D’un autre côté, les travaux de Radcliffe-Brown ont défini la relation à plaisanterie selon une approche fonctionnaliste, c’est-à-dire comme « une relation dyadique dans laquelle il est culturellement permis – voire dans certaines circonstances requises – de taquiner ou de ridiculiser l’autre, lequel est tenu de ne pas s’en offenser » (Legaré, 2007 : 25). Il souligne que cette relation a « un rôle crucial dans l’évitement de conflit » (Ibid. : 26) et qu’elle constitue un « des quatre modes possibles d’alliance ou de “consociation” au sein de sociétés » (Ibid. : 26). Certains trouvent même que ces plaisanteries « participent au maintien et au renforcement des stéréotypes » et renouent « des liens amicaux de solidarité, de non-agression, de respect et d’assistance mutuelle et se présente dès lors comme une instance de réconciliation qui garantit la stabilité sociale » (De Fommervault, 2012 : 44).

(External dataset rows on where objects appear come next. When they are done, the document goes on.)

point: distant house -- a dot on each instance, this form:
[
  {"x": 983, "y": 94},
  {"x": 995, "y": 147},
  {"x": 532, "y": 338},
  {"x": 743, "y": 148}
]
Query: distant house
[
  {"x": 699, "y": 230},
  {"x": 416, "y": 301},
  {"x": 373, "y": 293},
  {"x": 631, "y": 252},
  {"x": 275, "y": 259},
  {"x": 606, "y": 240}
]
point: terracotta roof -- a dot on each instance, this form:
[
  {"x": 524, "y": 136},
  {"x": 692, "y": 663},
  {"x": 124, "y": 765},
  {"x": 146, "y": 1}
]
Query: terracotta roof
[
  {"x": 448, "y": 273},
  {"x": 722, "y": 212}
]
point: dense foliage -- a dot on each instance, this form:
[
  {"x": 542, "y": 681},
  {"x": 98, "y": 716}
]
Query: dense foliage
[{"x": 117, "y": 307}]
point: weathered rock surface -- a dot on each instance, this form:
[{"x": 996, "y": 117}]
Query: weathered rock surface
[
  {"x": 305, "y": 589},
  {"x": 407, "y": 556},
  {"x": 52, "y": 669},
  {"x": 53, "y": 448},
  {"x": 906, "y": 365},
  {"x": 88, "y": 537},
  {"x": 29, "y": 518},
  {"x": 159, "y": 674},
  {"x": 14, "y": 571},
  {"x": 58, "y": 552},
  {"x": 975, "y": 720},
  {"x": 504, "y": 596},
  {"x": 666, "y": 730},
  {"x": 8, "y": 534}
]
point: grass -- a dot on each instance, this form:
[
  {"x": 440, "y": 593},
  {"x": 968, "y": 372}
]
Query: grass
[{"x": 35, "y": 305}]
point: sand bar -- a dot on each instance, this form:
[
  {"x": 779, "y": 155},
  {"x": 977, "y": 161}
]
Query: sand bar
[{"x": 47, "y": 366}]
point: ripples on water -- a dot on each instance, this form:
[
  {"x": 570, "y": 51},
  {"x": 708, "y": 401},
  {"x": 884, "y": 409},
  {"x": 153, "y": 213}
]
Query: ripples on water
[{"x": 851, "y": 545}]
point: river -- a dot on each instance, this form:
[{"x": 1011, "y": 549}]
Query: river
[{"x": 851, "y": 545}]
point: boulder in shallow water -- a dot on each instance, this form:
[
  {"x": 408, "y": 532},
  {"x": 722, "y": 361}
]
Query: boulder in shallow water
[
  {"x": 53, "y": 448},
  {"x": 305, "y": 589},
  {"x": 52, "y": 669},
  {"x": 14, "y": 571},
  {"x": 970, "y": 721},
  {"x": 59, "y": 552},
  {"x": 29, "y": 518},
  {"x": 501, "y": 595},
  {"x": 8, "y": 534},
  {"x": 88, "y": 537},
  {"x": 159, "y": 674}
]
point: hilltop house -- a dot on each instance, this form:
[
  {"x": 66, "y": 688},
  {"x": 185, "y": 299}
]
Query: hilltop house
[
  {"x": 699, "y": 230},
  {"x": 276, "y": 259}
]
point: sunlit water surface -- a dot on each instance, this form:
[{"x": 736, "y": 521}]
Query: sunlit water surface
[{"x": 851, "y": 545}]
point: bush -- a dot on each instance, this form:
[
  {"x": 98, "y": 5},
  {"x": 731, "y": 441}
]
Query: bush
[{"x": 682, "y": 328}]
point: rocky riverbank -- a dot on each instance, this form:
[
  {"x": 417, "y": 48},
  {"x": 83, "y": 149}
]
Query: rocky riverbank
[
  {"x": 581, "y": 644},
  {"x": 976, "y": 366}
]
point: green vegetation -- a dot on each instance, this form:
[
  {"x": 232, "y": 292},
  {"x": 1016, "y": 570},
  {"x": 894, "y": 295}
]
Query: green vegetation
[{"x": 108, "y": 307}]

Dans la même logique d’éviter/évacuer et gérer les tensions, cette relation à plaisanterie agit aussi comme

la gestion sociale par le rire de différentes sources de tensions possibles. Il s’agit d’évoquer le lien pour le dédramatiser, de jouer sur un savoir-faire pour faire savoir ce qui fut ou ce qui est, de situer l’autre à bonne distance, assez proche pour être le même, mais suffisamment distant pour rester l’autre (Sissao, 2002 : 35 dans De Fommervault, 2012 : 44).

Ces communications indirectes en forme d’humour adressées vers les autres évitent les tensions et structurent les rapports au sein du groupe, sinon entre plusieurs groupes.

À une échelle qui touche l’ensemble du groupe, pensons à l’humour rituel ou le « ritual clowning » (Apte, 1985 : 22) qui combine rituel et religion sans séparation, selon la dichotomie durkheimienne du sacré et du profane (De Fommervault, 2012 : 38). Ce type d’humour présente des aspects carnavalesques transgressant, au sens bakhtinien, les règles de tous les jours : « absence de contrôle social, adoption d’un comportement contraire aux

normes sociales, présence d’éléments sexuels et scatologiques, aspect burlesque du rituel, mais aussi, apparence de désordre et de chaos » (Apte, 1985 dans De Fommervault, 2012 : 38).

L’humour rituel est également familier dans des rites de passage qui marquent des changements de statut social, comme la puberté ou la circoncision (De Fommervault, 2012 : 40). Dans les moments de changements et parfois de faiblesse dans l’ordre social, comme le souligne Bakhtine (1970:18), le groupe a besoin de se reconstituer et l’humour joue encore une fois un rôle indirect à pacifier et solidifier cet ordre en crise.

Dans plusieurs sociétés autochtones, le fripon ou « trickster », une figure dérangeante avec cette capacité de transgresser les coutumes et l’ordre social, possède « une ambivalence physique et morale et rend floues les frontières de l’ordre et du désordre, du moral et de l’immoral, du social et de l’animal, mais aussi du profane et du religieux » (De Fommervault, 2012 : 35). Divertissant, il rappelle en même temps les règles de conduite, mène une critique libre en visant le pouvoir et « en abolissant les hiérarchies et les distinctions sociales, ce personnage susciterait un sentiment de communion » (Ibid. : 35). En fait, cette transgression demeure ritualisée et dans les limites permises, mais trace également les lignes qui configurent à quel point on pourrait le faire et comment le faire. Et lorsque la fête est terminée, tout le monde rentre dans l’ordre social.

On pourrait dire que l’humour représente un miroir de l’ordre social et une marge de manœuvre qui est en train d’interagir et négocier avec la rigidité du centre, soit pour évacuer des tensions et, dans ce cas-là, l’humour serait même encouragé et ritualisé par le pouvoir, soit pour éviter les tensions par la transgression explicite des règles gérant le monde officiel à la Bakhtine. La question est d’établir le degré de rigidité de l’ordre social, le contexte spécifique et les dynamiques avec lesquelles s’exprime l’humour. Ce faisant, on voit apparaître des lignes tracées et consenties entre l’ordre social et la marge de manœuvre du rire pour critiquer ou renverser temporairement les règles, pour ensuite les solidifier.